Cheezy wrote: I'm rapidly going off the idea, ganna cause too many probs with my current system. However its all good fodder for the future!.
ahh, dont be put off. Flat plate collectors DO work - but my personal ideal is to get the *vast* majority of my hot water via a system year round (hence my interest in evacuated tube models) + without the need for electric or solar pumps (it kills it for me when you consider that many solar heat systems will still require electricity !).
my idea (dont know whether its entirely feasable) is to install a fortic tank in the loft (in place of the standard cold water tank) and preheat the mains water before it gets to my hot water tank (below in an airing cupboard on the first floor). To do this without a pump requires the panel lower than the "preheater" tank so that gravity and natural heat convection (not sure if thats the correct term) take care of moving the heated water to the tank and the cold to the panel(via the usual tank heat exchanger).

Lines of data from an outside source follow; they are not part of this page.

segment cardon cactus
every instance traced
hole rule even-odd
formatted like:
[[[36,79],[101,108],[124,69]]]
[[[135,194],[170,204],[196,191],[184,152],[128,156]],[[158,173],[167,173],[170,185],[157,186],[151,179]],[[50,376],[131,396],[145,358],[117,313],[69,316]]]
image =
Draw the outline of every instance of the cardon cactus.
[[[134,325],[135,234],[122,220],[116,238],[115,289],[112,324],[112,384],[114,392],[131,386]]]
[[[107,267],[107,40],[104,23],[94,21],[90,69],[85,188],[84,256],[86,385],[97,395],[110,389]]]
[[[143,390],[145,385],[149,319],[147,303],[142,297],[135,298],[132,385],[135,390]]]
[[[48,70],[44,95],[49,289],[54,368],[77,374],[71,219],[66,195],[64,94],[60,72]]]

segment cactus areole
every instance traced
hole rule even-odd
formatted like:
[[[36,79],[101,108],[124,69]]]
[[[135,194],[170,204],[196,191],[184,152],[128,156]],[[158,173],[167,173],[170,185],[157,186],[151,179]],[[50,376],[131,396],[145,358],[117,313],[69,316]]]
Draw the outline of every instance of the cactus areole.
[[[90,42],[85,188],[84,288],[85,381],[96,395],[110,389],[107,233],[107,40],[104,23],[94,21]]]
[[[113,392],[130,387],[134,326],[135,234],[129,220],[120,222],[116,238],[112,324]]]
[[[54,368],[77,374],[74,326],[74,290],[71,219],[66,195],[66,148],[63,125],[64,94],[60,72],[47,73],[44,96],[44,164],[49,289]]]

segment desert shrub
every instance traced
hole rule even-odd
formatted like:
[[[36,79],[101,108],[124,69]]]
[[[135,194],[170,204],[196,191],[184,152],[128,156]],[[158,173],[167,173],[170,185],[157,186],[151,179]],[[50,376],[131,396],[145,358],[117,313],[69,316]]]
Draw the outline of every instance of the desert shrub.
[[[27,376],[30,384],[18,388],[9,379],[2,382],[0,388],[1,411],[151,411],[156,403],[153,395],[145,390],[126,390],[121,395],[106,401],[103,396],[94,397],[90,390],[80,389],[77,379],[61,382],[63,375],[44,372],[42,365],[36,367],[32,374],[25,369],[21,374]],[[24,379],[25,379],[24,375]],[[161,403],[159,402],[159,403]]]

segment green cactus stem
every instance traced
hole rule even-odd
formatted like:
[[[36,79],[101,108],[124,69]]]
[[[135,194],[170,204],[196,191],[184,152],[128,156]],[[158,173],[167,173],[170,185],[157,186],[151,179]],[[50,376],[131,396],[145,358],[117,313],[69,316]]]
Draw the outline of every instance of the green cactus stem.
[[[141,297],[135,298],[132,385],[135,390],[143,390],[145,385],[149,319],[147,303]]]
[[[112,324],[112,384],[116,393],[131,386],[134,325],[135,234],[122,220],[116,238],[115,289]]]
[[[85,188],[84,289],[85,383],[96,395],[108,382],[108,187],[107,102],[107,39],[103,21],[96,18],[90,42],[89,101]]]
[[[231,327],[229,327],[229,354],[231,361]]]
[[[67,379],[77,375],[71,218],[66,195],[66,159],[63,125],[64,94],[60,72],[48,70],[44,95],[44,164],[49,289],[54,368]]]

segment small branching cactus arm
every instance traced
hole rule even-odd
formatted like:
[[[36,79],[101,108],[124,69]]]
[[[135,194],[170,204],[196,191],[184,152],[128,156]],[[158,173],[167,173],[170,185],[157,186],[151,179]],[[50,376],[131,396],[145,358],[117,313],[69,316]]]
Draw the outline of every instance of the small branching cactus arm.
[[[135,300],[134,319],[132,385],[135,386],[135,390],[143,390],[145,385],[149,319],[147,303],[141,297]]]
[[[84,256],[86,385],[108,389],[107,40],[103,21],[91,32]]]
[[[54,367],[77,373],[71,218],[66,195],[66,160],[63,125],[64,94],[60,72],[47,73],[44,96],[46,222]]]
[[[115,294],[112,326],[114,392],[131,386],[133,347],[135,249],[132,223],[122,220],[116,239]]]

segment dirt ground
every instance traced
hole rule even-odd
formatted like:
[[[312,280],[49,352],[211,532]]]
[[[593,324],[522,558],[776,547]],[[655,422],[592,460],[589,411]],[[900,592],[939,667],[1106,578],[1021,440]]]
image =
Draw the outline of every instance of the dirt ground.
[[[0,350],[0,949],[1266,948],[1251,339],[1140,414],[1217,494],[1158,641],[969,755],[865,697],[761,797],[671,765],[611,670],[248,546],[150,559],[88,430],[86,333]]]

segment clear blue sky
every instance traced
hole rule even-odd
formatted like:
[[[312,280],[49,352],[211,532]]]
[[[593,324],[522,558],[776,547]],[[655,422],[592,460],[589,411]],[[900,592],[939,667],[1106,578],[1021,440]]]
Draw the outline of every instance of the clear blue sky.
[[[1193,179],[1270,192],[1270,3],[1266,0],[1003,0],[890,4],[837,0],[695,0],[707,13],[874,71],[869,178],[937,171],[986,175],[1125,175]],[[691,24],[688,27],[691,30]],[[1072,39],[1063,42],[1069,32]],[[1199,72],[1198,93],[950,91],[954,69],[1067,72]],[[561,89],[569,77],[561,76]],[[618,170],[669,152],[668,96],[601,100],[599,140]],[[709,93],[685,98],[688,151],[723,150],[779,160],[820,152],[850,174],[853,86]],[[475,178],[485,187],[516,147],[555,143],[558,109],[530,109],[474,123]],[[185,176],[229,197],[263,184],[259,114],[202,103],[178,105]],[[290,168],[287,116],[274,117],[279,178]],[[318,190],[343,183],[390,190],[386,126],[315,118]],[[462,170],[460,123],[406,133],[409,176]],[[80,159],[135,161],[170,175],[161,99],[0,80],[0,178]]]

The panel will be mounted on a rear extension and thus my hope is to mount it sufficiently below the fortic tank in the loft to make it work.
at least I *think* this should work :?

If you intend to heat the ground around your veggies then your idea, whilsts feasable needs to take into account that your panel will need to be lower than your pipes (unless you intend to use a pump), or your heated water will simply stay in the panel and not circulate - I'm pretty sure I've seen this kind of setup on a website somewhere - it may have been on downsizer.net or somesuch.

I've just noticed you mentioned raised beds, so I'm guessing having a panel lower wont actually be a problem (next time i'm read properly !)

As far as heating a greenhouse goes, I quite like the idea of a solar powered fan driving air into a heat store for a greenhouse as seen on bbc 2's "Its not easy being green" program thats currently running.